Despite its relevancy to historical narratives, Plutarch’s Lives, with its glut of information, may not always be an easy read for modern audiences. While he attempts to write biographies of each personage, this writing is not biographical in the way we understand it in today’s world. This was written long before psychology was conceived of as a means of interpretation so what we get are examinations of character traits and behaviors, mostly looked at through a lens of moral judgment. While there are a few comments on subjective motivations here and there, hinting at what we would consider an inner life by today’s standards, the people of this book act as if they are pushed and pulled by instincts and impulses while the finer elements of their psychology are projected outwards into the machinations of the gods, some of which are revealed to them by auguries and divination. As we now know, such fortune telling is far from an exact science. It makes for interesting poetics though. The writing is often long-winded too but this could be a fault of the translator’s.
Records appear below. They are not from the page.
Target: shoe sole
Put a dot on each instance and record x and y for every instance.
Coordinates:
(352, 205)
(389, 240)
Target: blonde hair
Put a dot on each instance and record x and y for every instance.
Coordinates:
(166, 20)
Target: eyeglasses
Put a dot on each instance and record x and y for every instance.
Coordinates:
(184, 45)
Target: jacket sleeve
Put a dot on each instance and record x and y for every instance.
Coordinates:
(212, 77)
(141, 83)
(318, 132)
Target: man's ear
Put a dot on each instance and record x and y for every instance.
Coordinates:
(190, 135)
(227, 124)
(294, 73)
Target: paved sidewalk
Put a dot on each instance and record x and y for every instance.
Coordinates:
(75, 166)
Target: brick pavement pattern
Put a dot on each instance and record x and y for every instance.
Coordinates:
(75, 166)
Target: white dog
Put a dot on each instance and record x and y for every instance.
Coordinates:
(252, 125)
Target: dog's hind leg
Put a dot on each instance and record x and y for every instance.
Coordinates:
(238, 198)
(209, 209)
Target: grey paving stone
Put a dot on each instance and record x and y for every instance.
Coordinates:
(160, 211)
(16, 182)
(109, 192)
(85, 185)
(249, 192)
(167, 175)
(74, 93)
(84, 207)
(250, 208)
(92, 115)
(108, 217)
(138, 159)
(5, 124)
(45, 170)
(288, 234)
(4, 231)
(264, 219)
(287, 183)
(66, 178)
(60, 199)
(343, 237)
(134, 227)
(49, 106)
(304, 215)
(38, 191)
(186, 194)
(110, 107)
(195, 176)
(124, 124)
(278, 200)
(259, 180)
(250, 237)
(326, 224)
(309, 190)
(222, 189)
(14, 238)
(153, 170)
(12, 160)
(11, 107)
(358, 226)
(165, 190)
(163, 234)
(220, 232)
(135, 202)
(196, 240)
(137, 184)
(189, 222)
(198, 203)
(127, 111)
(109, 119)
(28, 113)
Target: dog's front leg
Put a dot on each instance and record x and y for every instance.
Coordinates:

Plutarch’s Lives is a tough and masculine book, permeated with violence from beginning to end. Every pages details warfare on both land and sea, along with governmental overthrows, torture, punishment, assassinations, and suicides. Most of the descriptions are not quite as graphic as what Homer wrote in The Iliad, but Plutarch does have his vivid moments of sadistic fascination. You can easily get the impression that the ancient peoples of the Mediterranean did little more than fight and kill each other, but it would be unwise to overstate that idea since the Greeks and Romans contributed so much to the evolution modern culture, the humanities, engineering, and politics that we should not forget the enormous debt we owe to them for these advancements, made when people had so much less than what we have now. Overall, Plutarch is not for the general or casual reader, nor for the faint of heart, but his Lives are a real treasure for those with an honest curiosity about the ancient world.
Plutarch. Lives, translated by John Dryden. The Modern Library, New York.